Bifurcation and creep effects in a viscoelastic non-local damageable continuum

The conditions for localization in a material described by a non-local damage-based constitutive relation coupled with a Kelvin type creep relation are derived in a closed form. The inception of a localized mode is considered as a bifurcation into a harmonic mode. The criterion of bifurcation is reduced to the classical form of singularity of a pseudo acoustic tensor; this tensor involves the elasto-damage strain and the total one at the inception of localization and the wavelength of the bifurcation mode through the Fourier transform of the weight function used in the definition of non-local damage. A geometrical approach was adopted to analyze localization for loading paths such that the elastic strain tensor is a fraction of the total strain tensor. Such loading paths include the general triaxial ones for which changes in the loading state occur only under time-independent processes (negligible creep strain during these changes of the stress state) and the uniaxial loading. The proposed coupled model preserves the properties of localization limiters; the minimum wavelength of the localization modes cannot be zero.
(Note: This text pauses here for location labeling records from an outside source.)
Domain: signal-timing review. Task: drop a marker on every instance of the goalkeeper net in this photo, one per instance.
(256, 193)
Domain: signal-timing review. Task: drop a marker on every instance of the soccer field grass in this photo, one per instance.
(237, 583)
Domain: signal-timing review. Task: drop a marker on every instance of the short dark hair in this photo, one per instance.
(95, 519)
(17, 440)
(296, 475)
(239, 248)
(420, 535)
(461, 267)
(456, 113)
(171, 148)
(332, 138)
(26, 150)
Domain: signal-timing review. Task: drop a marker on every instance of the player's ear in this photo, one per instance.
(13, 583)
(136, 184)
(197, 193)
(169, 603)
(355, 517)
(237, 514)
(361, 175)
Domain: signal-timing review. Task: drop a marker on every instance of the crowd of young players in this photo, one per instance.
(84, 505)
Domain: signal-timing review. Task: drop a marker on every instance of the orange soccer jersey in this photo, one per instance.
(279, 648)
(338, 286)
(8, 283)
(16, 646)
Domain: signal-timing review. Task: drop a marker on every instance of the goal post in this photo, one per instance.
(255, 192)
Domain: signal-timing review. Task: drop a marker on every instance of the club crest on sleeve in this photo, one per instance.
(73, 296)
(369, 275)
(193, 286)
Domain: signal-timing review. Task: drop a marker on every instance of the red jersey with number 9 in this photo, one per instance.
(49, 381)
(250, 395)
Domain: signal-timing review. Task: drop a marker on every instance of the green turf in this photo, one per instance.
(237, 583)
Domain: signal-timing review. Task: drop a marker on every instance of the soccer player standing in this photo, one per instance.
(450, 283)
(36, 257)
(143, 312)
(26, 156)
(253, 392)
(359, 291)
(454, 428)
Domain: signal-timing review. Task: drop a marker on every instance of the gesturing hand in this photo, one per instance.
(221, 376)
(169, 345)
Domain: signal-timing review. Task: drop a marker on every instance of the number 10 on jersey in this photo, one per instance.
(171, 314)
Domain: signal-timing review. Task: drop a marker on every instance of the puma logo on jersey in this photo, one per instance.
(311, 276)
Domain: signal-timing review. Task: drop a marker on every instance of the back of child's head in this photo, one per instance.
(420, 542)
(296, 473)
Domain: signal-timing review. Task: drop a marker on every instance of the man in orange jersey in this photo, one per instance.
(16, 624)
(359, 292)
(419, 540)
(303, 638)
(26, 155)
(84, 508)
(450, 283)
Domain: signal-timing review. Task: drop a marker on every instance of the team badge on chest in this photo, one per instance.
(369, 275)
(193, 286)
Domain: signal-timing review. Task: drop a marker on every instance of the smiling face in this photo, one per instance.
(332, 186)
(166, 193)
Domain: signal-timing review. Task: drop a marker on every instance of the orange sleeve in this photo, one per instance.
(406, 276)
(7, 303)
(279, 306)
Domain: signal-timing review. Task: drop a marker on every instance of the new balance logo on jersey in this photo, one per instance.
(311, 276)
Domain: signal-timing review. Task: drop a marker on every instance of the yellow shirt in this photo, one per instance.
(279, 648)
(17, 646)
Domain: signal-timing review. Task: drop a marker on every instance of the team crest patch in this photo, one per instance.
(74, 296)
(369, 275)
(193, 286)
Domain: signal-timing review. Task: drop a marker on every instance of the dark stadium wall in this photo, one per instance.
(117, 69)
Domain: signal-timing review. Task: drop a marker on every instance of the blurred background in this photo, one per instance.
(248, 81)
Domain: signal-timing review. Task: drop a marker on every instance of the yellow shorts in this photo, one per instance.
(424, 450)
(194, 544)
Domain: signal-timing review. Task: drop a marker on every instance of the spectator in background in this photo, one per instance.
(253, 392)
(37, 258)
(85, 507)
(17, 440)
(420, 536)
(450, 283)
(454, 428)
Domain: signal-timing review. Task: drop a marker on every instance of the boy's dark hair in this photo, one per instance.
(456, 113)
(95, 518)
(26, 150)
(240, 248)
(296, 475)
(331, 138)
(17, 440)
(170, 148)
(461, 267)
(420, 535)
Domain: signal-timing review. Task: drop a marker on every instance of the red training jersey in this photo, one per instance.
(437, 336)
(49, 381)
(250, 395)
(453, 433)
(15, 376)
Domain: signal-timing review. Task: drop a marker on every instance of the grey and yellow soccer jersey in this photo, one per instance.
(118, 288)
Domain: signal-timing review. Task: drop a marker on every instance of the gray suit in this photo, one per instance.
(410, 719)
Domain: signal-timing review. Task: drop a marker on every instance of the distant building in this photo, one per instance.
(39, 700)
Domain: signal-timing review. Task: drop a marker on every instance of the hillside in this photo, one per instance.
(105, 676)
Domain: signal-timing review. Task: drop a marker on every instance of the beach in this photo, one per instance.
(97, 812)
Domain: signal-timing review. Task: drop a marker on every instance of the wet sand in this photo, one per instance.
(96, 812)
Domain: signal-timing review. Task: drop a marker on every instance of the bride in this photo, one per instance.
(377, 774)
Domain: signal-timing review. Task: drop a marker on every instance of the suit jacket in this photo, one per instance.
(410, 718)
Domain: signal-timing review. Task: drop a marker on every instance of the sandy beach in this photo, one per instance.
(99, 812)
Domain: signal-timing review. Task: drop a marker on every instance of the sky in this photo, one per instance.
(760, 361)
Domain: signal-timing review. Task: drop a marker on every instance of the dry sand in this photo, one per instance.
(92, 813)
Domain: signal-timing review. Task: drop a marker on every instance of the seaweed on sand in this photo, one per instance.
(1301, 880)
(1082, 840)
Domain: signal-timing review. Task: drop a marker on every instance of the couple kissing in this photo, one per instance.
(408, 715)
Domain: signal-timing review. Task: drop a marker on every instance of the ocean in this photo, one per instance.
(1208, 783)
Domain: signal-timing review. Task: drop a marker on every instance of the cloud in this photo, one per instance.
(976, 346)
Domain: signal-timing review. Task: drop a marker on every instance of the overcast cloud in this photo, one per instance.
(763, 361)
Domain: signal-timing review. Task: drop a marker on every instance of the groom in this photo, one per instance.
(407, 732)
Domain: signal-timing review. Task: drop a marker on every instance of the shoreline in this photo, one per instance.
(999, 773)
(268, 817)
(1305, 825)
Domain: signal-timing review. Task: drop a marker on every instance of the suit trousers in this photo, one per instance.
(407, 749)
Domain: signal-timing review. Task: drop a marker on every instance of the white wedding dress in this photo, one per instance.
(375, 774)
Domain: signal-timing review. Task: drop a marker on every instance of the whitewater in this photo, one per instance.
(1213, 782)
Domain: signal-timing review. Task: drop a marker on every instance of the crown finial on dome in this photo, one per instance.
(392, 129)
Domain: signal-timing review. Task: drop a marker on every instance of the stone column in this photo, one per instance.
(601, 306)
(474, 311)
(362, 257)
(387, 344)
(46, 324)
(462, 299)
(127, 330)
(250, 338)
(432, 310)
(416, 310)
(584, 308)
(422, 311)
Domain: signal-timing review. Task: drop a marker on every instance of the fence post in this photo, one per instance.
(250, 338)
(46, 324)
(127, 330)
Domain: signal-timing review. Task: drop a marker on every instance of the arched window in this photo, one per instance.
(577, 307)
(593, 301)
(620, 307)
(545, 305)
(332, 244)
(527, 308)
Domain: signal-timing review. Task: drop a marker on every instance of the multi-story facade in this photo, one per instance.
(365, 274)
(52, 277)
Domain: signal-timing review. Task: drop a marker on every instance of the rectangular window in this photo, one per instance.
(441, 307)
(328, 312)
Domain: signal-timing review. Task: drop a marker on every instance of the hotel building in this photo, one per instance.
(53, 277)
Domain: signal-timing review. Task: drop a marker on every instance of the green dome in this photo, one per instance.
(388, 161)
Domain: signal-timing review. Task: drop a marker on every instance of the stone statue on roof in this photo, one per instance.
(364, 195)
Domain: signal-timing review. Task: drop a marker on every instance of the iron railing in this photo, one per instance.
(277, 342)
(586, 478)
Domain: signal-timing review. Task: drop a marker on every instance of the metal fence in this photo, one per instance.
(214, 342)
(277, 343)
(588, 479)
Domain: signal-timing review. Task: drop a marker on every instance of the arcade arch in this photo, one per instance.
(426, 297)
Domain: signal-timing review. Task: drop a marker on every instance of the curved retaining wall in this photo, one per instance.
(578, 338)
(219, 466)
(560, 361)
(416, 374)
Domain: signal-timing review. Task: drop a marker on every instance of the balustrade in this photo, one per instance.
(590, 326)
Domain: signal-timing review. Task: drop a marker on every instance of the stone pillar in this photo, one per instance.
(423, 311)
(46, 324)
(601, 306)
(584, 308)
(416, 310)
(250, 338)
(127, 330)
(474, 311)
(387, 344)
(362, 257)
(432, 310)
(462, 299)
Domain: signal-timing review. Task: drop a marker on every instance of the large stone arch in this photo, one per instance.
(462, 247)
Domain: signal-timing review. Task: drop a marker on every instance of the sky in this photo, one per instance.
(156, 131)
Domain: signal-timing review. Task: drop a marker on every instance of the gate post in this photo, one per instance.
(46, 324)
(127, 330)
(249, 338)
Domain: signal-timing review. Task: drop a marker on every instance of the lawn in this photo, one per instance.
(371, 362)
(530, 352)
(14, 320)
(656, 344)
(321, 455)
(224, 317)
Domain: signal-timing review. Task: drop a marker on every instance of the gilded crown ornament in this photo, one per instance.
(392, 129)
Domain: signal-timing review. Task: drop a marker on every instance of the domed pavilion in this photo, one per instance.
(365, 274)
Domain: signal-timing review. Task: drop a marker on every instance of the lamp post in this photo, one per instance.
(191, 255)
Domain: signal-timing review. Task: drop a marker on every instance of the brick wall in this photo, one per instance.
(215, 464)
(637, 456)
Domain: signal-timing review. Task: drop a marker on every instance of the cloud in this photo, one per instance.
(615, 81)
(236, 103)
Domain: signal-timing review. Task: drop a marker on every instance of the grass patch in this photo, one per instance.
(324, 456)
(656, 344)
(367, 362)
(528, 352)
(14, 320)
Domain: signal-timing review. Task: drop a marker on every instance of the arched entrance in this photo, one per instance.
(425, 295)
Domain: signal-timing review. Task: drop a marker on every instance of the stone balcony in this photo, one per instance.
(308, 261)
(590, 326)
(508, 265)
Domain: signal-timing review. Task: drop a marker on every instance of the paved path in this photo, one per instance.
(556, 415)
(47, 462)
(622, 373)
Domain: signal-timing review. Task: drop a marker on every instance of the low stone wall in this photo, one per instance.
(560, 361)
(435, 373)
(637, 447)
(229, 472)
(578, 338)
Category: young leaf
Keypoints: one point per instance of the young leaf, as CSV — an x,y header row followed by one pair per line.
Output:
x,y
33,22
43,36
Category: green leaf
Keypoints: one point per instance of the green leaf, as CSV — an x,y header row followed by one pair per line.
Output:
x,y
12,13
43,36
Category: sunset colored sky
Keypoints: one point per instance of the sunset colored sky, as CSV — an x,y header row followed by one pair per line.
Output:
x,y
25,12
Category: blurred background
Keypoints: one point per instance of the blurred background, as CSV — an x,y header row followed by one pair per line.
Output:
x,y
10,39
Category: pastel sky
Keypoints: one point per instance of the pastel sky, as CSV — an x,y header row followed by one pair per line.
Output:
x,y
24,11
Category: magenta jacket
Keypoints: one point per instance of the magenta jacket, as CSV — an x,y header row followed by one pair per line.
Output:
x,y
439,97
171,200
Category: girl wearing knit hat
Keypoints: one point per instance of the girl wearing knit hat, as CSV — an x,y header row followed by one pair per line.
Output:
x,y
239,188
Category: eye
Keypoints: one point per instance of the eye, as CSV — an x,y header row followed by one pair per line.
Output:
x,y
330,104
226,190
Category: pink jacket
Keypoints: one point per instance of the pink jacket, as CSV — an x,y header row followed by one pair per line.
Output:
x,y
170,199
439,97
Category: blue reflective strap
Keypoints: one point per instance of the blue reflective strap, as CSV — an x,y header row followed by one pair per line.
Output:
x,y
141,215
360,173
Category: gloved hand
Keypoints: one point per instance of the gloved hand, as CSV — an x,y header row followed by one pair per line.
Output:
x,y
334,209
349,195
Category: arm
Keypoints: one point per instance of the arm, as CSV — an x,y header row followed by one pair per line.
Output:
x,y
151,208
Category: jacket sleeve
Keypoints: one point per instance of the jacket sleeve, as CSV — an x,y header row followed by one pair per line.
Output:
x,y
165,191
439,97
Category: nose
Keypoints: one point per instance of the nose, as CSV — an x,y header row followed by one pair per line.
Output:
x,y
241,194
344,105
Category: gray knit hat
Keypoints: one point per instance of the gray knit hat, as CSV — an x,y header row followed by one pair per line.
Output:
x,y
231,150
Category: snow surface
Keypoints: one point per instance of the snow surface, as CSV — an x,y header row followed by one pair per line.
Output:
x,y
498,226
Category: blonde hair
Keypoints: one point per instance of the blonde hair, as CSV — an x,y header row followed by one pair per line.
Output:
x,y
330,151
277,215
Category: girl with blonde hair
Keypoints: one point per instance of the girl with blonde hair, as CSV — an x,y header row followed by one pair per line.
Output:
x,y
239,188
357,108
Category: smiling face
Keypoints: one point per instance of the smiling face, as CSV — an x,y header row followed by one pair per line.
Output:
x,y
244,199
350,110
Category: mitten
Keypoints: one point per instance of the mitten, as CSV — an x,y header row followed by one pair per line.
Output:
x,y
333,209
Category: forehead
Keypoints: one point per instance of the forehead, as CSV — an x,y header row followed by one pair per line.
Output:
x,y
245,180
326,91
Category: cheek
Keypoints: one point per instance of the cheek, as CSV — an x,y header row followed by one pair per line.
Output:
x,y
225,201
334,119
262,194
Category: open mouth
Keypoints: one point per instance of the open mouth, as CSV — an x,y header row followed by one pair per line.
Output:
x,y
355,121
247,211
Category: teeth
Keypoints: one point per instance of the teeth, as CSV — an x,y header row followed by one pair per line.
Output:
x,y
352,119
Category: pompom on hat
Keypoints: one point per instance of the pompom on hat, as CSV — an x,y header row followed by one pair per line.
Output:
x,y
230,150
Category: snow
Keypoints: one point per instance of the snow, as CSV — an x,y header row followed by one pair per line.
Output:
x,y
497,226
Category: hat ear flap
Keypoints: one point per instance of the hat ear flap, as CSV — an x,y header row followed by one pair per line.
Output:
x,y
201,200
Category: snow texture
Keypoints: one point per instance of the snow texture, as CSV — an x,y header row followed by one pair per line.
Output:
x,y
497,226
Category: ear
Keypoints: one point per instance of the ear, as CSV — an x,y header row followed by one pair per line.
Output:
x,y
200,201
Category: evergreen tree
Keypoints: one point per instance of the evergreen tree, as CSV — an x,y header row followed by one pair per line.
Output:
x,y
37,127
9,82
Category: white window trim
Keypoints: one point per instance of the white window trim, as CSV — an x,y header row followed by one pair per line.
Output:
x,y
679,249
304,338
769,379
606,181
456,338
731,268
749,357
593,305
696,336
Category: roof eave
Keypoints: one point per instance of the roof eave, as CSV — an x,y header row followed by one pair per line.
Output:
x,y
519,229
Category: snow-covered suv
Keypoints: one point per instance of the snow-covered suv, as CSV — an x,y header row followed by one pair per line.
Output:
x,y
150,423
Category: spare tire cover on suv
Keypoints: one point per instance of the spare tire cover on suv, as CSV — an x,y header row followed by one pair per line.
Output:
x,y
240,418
The critical wavelength which is related to the width of the localization zone increases when the material parameter α (0⩽α⩽1), which is the fraction of creep strain entering into the evolution of damage, is decreasing. Under a certain condition on the growth of the loading function of damage and the initial state of deformation the critical wavelength decreases as the creep effect (creep strains) increases in accordance with experimental observations—increase of brittleness due to creep. In uniaxial tension, and for a specific yield function of concrete considered in this paper, this condition is fulfilled whenever the initial damage is in a region near the first occurrence of localization.